Попрощавшись с довольной женщиной, я вышел из подъезда и, закурив, начал складывать в машину рабочий инструмент. Во дворе дома на лавочке сидел мужчина лет шестидесяти и монотонно щёлкал семечки. Увидев меня, мужчина оживился.
— Молодой человек, сколько эта ваша спутниковая тарелка стоит?
— Десять.
— Ебиттваюмать! Дороговато что-то. Ну, Ларка зажила хоть.
— ???
— Да, говорю, Ларка хоть нормально жить начала. По-человечьи. А то с этим долбоёбом одни мучения были у неё. Хотя о мёртвых плохо нельзя говорить…
— Вы о чём? Или о ком?
— Да я про Ларку! Ну, про Лариску, у которой ты был только что. Антенну которой ставил. Сын у неё был тут — Коля. Коля-Колёк наркоман, кололся. Полквартиры вынес, бабе житья не давал. От наркотиков этих и сдох. Вот, дай бог памяти... Так, а число, слышь, какое сегодня? А! Так это, годовщина сёдня…
История Третья. Алкаш
В поселковых многоэтажках осталось очень мало квартир, где до сих пор стоят деревянные входные двери. И, как правило, за такими дверями всегда творится какой-то ад.
— Кто там, блять?
— Антеннщик.
— Какой, нахуй, антеннщик?
— Вам антенну надо ставить?
— Какую, нахуй, антенну?
— Спутниковую.
— Аааа… Сщас.
Дверь оказалась не заперта. Хозяин квартиры стоял в трусах и в белой, местами засаленной, рубашке. Во рту блестели золотые зубы, а изо рта пахло смесью говна, трупов, алкоголя и дешёвых сигарет. Как выяснилось позже — такой запах стоял по всей квартире. В коридоре была разбросана стоптанная обувь, на полу валялись высохшие чайные пакетики вперемешку с осколками разбитой посуды. О том, что творилось на кухне, я бы предпочёл забыть.
— А я вот бухаю!
— Да, я вижу.
— Будешь?
— Нет.
— А у меня и нехуй, понял?
— Телевизор где?
— Нахуя те телевизор?
— Кабель антенный куда тянуть?
— Ах ёптать, ты же блять этот… Вон телевизор стоит. Слушай, а ты антенну же на улице ставить будешь?
— Ну, да. А где ещё?
— За окном?
— Ну, да.
— Это в окно лезть надо?
— Надо.
— А как ты полезешь?
— Как обычно. У вас какие-то пожелания?
— Да не то чтоб. Блять, как тебе сказать... Короче, у меня послезавтра сын откидывается.
— Чего?
— Сын откидывается. Четыре года сидел, а сейчас вот откидывается. Придёт, сперва меня отпиздит, а потом деньги искать начнёт. Денег у меня нету, я на них эту ёбанную антенну купил. Он её тогда захочет снять и загнать куда-нибудь.
— Да может, и не захочет. Может, образумился?
— Да ннну наххххуй. Первый раз чтоль?
— Ну, смотрите, я сейчас всё сделаю, а что там у вас дальше будет — я бы предпочёл не знать.
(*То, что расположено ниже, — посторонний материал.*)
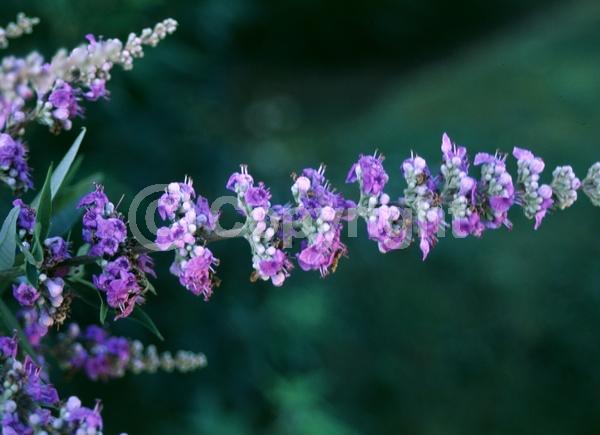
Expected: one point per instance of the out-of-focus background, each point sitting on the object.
(499, 335)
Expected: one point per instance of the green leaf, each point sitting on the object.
(84, 289)
(141, 317)
(65, 209)
(32, 274)
(8, 239)
(63, 167)
(29, 256)
(43, 214)
(11, 324)
(103, 309)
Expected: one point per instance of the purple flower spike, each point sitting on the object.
(26, 220)
(14, 170)
(535, 199)
(25, 294)
(369, 172)
(119, 282)
(196, 274)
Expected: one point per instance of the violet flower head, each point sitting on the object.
(196, 275)
(258, 196)
(176, 199)
(390, 227)
(96, 90)
(240, 181)
(535, 199)
(455, 164)
(65, 101)
(564, 186)
(422, 196)
(14, 170)
(8, 347)
(496, 190)
(591, 184)
(321, 211)
(205, 217)
(369, 172)
(58, 249)
(25, 294)
(103, 226)
(119, 282)
(26, 219)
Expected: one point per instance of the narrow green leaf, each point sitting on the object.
(11, 324)
(65, 213)
(28, 256)
(43, 214)
(84, 288)
(141, 317)
(103, 309)
(8, 239)
(63, 167)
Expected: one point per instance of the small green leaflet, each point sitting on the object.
(63, 167)
(8, 239)
(141, 317)
(61, 170)
(11, 324)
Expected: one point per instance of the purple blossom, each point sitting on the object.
(58, 249)
(8, 347)
(454, 155)
(370, 173)
(174, 200)
(145, 263)
(26, 220)
(390, 228)
(258, 196)
(13, 164)
(96, 90)
(95, 200)
(240, 181)
(103, 227)
(196, 273)
(64, 98)
(276, 268)
(322, 254)
(34, 328)
(121, 286)
(204, 215)
(535, 199)
(25, 294)
(497, 193)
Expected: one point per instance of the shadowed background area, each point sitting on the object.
(498, 335)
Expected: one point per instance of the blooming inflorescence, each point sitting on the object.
(103, 356)
(319, 212)
(29, 404)
(51, 92)
(189, 220)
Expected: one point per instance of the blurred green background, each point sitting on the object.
(497, 336)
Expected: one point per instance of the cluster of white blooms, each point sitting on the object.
(23, 25)
(564, 186)
(51, 92)
(591, 184)
(148, 360)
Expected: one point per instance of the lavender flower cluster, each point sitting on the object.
(318, 215)
(50, 92)
(188, 219)
(29, 404)
(44, 303)
(102, 356)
Если вы сами антенну сломаете — я бесплатно ничего чинить в вашу задницу не поеду.
— Да мне похую, куда ты там поедешь. Ты сделай мне вот что…
— Что?
— Поставь эту ебаную тарелку подальше от окна.
— Зачем? Чтобы в окно её не видно было?
— Ну да. Чтобы хуй дотянешься.
— До куда сам дотянусь — там и поставлю.
— Я просто думаю, знаешь, что?
— Что?
— Пашка когда приедет и начнёт антенну снимать эту — он вылезет и уебётся вниз. Пятый этаж. Уебётся — и хуй с ним, понял? Ну а не уебётся — так я подмогну ему. Главное, чтобы он полез. А он полезет! Понял?
— Понял.
— Короче, ты хуярь тут. А я пошёл, что-то мне хреново с утра сегодня. Пить будешь?
— Нет.
— А у меня и нету…
Я сделал свою работу так, как делал её всегда. Уходя, я встретил в подъезде женщину средних лет.
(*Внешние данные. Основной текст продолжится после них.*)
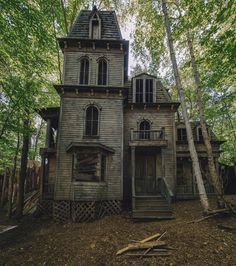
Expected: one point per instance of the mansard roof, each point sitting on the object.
(109, 25)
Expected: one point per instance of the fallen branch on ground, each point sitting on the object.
(150, 246)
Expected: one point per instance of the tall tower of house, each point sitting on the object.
(89, 160)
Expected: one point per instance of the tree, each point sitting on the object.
(192, 149)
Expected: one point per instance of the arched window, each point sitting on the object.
(91, 124)
(84, 71)
(144, 128)
(102, 72)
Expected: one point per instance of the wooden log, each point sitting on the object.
(146, 245)
(150, 238)
(148, 255)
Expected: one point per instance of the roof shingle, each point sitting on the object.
(109, 26)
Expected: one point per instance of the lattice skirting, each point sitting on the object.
(62, 210)
(84, 211)
(109, 207)
(45, 207)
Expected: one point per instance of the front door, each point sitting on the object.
(145, 175)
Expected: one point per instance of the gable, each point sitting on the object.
(109, 25)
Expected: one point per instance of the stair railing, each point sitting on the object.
(165, 190)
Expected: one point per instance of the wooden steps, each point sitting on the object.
(151, 207)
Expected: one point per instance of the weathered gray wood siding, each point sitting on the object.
(71, 129)
(159, 118)
(115, 61)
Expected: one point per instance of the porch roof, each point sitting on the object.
(90, 145)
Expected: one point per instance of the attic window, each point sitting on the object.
(181, 134)
(144, 90)
(95, 27)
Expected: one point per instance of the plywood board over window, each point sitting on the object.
(89, 166)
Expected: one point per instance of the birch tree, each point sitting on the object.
(192, 149)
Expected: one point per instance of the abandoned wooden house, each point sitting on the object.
(113, 142)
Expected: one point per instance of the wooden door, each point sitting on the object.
(145, 175)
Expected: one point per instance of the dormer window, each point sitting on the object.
(95, 27)
(144, 89)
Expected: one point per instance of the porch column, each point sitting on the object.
(48, 134)
(133, 174)
(162, 164)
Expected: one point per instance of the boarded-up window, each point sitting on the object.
(200, 136)
(149, 90)
(91, 124)
(86, 167)
(84, 71)
(180, 173)
(102, 72)
(139, 90)
(181, 134)
(89, 166)
(95, 27)
(144, 128)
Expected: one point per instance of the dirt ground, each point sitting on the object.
(43, 242)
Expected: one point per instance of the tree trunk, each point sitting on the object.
(23, 170)
(206, 138)
(192, 149)
(4, 184)
(37, 139)
(12, 178)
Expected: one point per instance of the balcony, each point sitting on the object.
(147, 138)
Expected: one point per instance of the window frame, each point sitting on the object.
(145, 93)
(85, 121)
(185, 139)
(95, 179)
(95, 18)
(99, 60)
(143, 134)
(81, 60)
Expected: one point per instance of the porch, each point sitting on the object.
(151, 195)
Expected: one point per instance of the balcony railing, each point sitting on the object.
(147, 135)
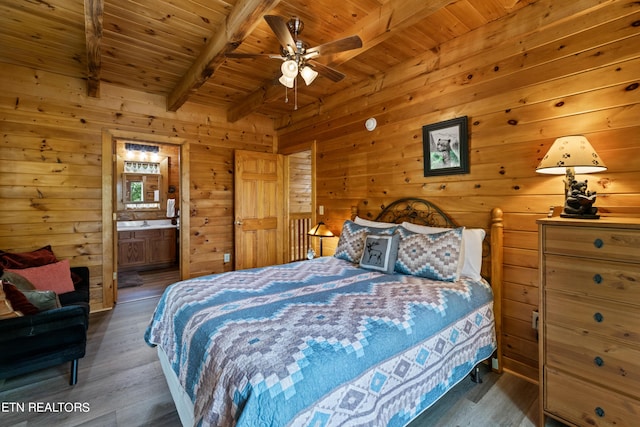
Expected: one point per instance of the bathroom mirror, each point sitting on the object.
(142, 188)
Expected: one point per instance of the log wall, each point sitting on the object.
(51, 185)
(551, 69)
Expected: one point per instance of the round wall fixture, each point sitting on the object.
(370, 124)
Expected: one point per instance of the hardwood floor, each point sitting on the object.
(154, 283)
(120, 383)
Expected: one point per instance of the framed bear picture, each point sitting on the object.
(446, 147)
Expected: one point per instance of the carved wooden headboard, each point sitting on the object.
(423, 212)
(415, 211)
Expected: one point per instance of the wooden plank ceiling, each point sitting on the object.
(177, 48)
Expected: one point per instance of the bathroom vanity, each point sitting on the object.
(145, 245)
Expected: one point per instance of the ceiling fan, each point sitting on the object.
(297, 56)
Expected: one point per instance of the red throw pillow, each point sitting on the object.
(18, 300)
(42, 256)
(51, 277)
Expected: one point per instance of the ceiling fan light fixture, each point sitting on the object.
(289, 69)
(287, 81)
(308, 74)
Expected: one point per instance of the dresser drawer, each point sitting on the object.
(604, 243)
(604, 362)
(585, 404)
(605, 318)
(602, 279)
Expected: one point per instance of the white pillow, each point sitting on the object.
(471, 247)
(374, 224)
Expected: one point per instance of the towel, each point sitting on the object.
(171, 208)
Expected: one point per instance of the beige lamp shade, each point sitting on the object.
(320, 230)
(573, 151)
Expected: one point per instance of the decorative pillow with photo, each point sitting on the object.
(434, 256)
(352, 237)
(380, 252)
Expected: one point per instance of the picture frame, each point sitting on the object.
(446, 147)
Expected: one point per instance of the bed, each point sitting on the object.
(336, 340)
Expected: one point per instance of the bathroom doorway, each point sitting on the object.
(146, 248)
(147, 184)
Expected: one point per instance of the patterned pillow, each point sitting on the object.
(434, 256)
(351, 242)
(380, 252)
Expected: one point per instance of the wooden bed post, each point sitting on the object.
(497, 229)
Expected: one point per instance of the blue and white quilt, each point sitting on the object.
(320, 343)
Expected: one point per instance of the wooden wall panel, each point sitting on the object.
(51, 166)
(551, 69)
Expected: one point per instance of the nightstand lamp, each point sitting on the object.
(321, 231)
(572, 155)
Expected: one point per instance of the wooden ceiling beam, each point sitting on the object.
(93, 15)
(242, 20)
(375, 28)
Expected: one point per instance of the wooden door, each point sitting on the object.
(259, 209)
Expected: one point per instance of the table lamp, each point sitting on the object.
(573, 155)
(320, 230)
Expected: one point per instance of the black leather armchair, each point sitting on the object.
(48, 338)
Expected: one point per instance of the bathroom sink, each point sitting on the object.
(149, 224)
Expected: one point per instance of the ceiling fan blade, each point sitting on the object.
(279, 27)
(326, 71)
(347, 43)
(253, 55)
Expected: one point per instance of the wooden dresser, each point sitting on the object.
(590, 321)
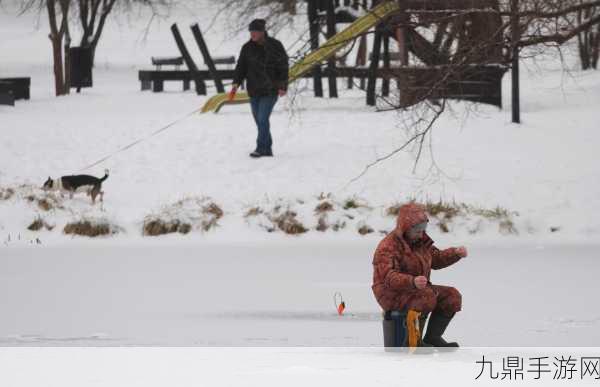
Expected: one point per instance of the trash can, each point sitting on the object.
(81, 67)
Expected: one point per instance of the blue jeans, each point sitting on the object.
(261, 110)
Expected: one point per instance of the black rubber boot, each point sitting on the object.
(422, 321)
(437, 325)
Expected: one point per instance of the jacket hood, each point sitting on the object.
(409, 215)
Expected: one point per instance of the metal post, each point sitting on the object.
(515, 37)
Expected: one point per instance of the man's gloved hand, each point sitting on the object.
(232, 92)
(420, 282)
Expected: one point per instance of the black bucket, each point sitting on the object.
(395, 331)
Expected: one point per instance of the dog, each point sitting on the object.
(91, 185)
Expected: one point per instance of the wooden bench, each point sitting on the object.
(167, 61)
(223, 60)
(155, 79)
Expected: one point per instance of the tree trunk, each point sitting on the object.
(59, 84)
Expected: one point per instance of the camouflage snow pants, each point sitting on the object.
(439, 298)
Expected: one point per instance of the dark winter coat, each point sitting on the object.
(264, 66)
(397, 262)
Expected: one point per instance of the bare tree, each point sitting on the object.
(92, 16)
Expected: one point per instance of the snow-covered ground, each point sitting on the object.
(530, 278)
(544, 169)
(255, 294)
(240, 285)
— Мужчина, вы от Абрама идёте?
— Да.
— А вы ему кто?
— К счастью, никто. Я антеннщиком работаю. Вот ставил антенну ему.
— Вам кошка не нужна?
— Нет.
— А то от этого алкаша даже кошка сбежала. У нас теперь живёт вот. Жалко… А какую антенну ставили-то?
— Спутниковую.
— Эта, которая тарелка? Как у Шуры со второго этажа? За окошком?
— Ну, наверное, как у Шуры. Да, за окошком.
— Ну, пропивать полезет, может, ёбнется. Ой прости Господи, нельзя так говорить.